I laughed, despairing. “You know I wasn't planning to file it to the
Stars and Stripes
, Eugene.”

He adjusted his glasses. “Right. So—where are you going to file it?”

I shook my head. “I've no idea. One of the nationals, maybe.”

His face crinkled with apparent distaste. “So you're a Fancy Dan now, Hal?”

I shrugged.

“I don't get it Hal. Why are you so bothered about the Japs all of a sudden? They started it, right?”

I didn't know what to say. I just led him down to the basement and gestured at the prints. He examined each in turn, pausing every now and then to take a closer look. He became silent for a long time, brow furrowed.

“They're quite something, Hal.”

“Thanks Gene.”

“SCAP was upset enough about the rat guy.”
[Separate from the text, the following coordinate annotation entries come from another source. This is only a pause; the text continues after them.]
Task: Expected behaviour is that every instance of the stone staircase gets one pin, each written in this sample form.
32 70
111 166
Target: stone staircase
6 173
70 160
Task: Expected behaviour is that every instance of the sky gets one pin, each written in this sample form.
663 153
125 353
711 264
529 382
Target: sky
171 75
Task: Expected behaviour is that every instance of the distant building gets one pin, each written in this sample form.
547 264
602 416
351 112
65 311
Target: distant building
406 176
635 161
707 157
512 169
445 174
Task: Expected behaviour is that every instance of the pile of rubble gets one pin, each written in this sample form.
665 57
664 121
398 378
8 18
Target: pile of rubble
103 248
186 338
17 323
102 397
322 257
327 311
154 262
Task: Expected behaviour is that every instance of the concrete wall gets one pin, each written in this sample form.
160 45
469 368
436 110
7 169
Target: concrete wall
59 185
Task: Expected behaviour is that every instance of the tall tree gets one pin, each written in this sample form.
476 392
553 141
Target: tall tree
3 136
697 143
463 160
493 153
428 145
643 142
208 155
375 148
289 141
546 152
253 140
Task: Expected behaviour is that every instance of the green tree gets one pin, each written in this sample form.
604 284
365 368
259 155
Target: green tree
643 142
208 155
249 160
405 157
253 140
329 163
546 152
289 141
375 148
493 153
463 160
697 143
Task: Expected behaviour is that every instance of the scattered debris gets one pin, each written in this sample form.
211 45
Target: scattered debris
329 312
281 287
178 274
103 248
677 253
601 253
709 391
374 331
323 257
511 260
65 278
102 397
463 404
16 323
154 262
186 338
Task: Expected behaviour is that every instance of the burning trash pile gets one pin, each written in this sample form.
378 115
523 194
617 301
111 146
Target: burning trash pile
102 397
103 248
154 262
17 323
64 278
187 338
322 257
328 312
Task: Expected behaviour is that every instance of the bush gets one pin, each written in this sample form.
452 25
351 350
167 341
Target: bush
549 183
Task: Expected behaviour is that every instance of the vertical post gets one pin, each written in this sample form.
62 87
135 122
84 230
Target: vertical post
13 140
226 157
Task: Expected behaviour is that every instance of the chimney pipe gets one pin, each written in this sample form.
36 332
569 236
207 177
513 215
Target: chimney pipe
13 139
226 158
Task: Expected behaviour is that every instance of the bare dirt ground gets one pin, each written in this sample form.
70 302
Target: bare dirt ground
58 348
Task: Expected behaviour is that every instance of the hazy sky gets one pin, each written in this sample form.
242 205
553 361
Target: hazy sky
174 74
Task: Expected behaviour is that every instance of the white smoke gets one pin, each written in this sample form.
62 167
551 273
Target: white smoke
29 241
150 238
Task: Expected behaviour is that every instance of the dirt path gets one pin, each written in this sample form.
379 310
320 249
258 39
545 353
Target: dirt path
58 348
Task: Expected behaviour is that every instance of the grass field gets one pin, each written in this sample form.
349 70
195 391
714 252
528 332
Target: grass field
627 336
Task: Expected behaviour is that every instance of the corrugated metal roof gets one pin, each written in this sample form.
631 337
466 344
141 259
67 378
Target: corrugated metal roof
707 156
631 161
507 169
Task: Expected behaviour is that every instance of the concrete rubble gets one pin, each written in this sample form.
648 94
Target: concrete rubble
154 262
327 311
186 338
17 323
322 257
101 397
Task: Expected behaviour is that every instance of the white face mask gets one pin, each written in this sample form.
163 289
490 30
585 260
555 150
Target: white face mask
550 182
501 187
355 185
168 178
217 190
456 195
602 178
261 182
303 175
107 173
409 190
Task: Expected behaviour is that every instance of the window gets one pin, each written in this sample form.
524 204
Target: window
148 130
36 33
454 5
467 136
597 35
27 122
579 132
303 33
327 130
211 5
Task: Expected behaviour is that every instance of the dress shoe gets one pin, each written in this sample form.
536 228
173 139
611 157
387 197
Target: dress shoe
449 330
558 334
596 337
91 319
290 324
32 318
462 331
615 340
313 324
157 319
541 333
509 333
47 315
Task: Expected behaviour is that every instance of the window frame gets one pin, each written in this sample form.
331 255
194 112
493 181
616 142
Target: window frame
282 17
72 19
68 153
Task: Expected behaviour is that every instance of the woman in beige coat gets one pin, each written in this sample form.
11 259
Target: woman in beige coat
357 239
I laughed, picturing Dutch in his office, accusing me of being morbid.

“They sure were, Gene.”

He glanced at me in doubt.

“You're sure you want to do this, Hal? You know it means trouble. Why not let sleeping dogs lie?”

“I can't.”

“You can't?”

I shook my head.

“Discuss it over a drink?”

I shook my head again. I suddenly yawned, my eyelids like lead.

He sighed. “Well. Okay, Hal. Suit yourself.”

He patted me on the shoulder. “You get some rest, Hal, do you hear me? You'll be here tomorrow, right?”

I nodded.

“Okay. See you around.”

There was a vague sound of whistling as he climbed the stairs, and the heavy office door closed with a thud. I was hopelessly fatigued. The lights and the scent of chemicals made my head swim as I unpegged the prints from the line. Upstairs, I peeled the carbon from the line and slid the photos and the story into my drawer.